ARTIGO: Medidas de prevenção à corrupção na nova Lei de Licitações, por Dimas Ramalho
*Dimas Ramalho
A Lei 14.133/2021 busca modernizar as regras aplicáveis às licitações e contratos administrativos, com a reunião de normas criadas após a edição da Lei 8.666/1993 e de práticas entendidas pelos acadêmicos e gestores como relevantes para o desenvolvimento da atividade contratual do Estado.
Dentre os temas que aparecem como de interesse pelo legislador, está o da corrupção nas contratações públicas, que ganhou repercussão em virtude dos escândalos descobertos pelas inúmeras investigações levadas a cabo nos últimos tempos. A preocupação com possíveis desvios já existia, e inspirou a elaboração da Lei 8.666/1993 (cf. André Rosilho. Licitação no Brasil. São Paulo: Malheiros, 2013), mas há novidades nas regras relativas à estruturação dos órgãos públicos e das empresas contratadas.
No caso dos órgãos e entidades estatais, a Lei 14.133/2021 buscou reforçar a governança no controle das contratações, por meio de dois instrumentos de gestão.
O primeiro concretiza-se na previsão da segregação de funções, colocada como princípio (art. 5º) e também como regra para a nomeação de agentes públicos para atuarem em licitações e contratos, de modo a evitar que um mesmo servidor atue simultaneamente “em funções mais suscetíveis a riscos, de modo a reduzir a possibilidade de ocultação de erros e de ocorrência de fraudes” (art. 7º, §1º). A intenção é de que a pluralidade de agentes diminua a ocorrência de erros e fraudes nos processos licitatórios e de acompanhamento contratual.

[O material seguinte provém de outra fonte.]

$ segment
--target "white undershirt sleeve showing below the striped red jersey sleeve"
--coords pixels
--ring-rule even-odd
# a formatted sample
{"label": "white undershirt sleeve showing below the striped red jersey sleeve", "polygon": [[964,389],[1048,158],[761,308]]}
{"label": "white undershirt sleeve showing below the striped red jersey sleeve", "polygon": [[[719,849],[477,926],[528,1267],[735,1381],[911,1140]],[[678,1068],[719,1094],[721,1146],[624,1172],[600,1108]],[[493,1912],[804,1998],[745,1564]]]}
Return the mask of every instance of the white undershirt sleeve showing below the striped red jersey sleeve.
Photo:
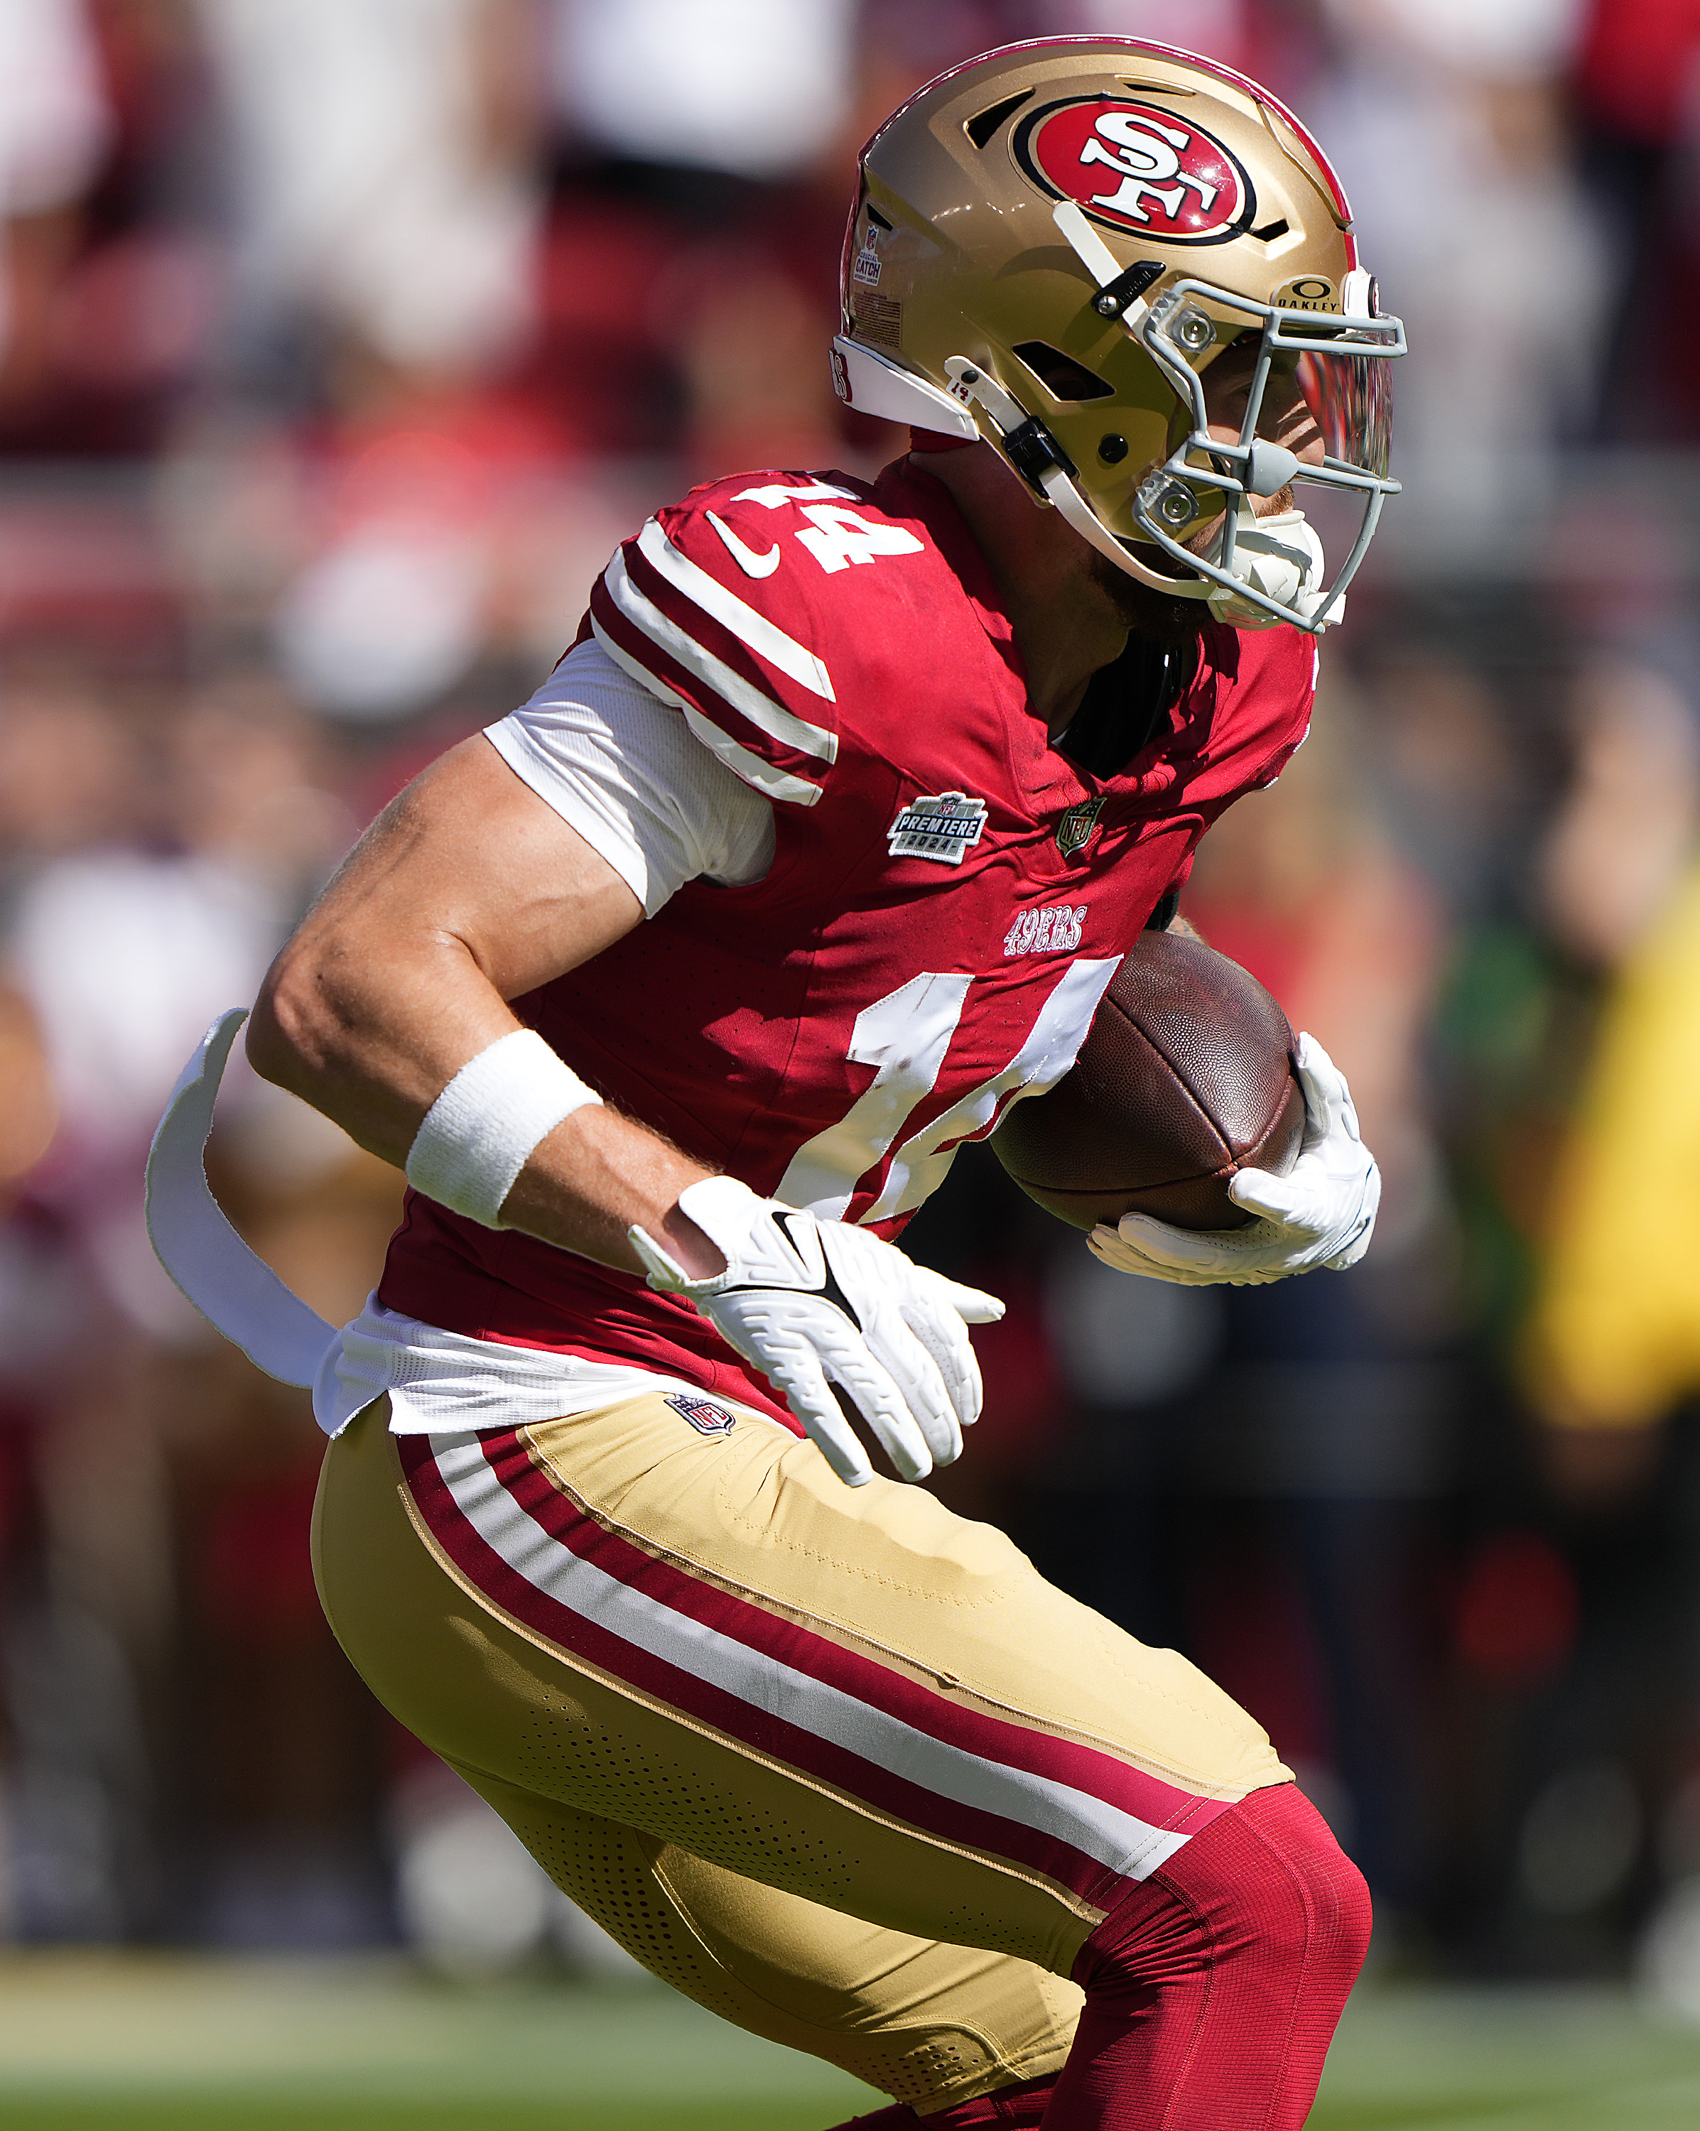
{"label": "white undershirt sleeve showing below the striped red jersey sleeve", "polygon": [[686,880],[761,880],[773,803],[716,761],[677,710],[577,644],[486,739],[620,874],[643,914]]}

O segundo instrumento é a organização da gestão dos riscos e das estruturas de controle em três linhas de defesa, estrutura desenvolvida no âmbito das controladorias e auditorias internas , com vistas a colocar diferentes atores em posições estratégicas para a condução dos eventos indesejados às instituições.
A lei prevê o seguinte posicionamento (art. 169, caput, incisos I a III): (i) uma primeira linha composta pelos servidores envolvidos na estrutura de governança do próprio órgão ou entidade licitante; (ii) uma segunda linha, integrada pelos agentes designados para o assessoramento jurídico e para o controle interno da unidade contratante; e (iii) por fim, compõem a última linha o órgão central de controle interno da Administração e o respectivo Tribunal de Contas, que são independentes entre si e em relação às linhas anteriores.
De outro lado, em relação às empresas contratadas, a nova Lei estipulou regras relativas à adoção por elas dos programas de integridade, considerados importantes ferramentas para evitar casos de corrupção e desvios nas relações público-privadas.
Ficou estabelecida a obrigatoriedade de adoção de programa de integridade em duas hipóteses: (i) para contratos de obras, serviços ou fornecimento de grande vulto – valores acima de duzentos milhões de reais – devendo a empresa viabilizar a sua implantação no prazo de seis meses após a assinatura do contrato (art. 25, §4º); e (ii) para a reabilitação de licitante ou contratado apenado pela apresentação de documento ou declaração falsa, ou pela ato tipificado como lesivo à Administração na Lei Anticorrupção, conforme prevê o art. 163, parágrafo único, da Lei 14.133/2021.
Em ambos os casos, trata-se de aspecto cogente nos contratos, que não poderá ser afastado ou negligenciado pelo administrador público.
Além disso, a Nova Lei de Licitações trouxe meios de incentivar as empresas a adotarem tais programas, seja como critério de desempate das propostas em licitação (art. 60, caput, inciso IV), seja como critério de balizamento da penalidade a ser aplicada, em caso de sancionamento administrativo (art. 156, §1º, inciso V).
Enfim, os instrumentos de governança pública e privada aparecem por meio de novos institutos legais, para gerar contratações públicas mais probas e aptas a atender ao interesse coletivo. As estruturas estão postas e a aplicação prática delas demonstrará se a intenção do Legislador será atendida.
* Dimas Ramalho é Presidente do Tribunal de Contas do Estado de São Paulo.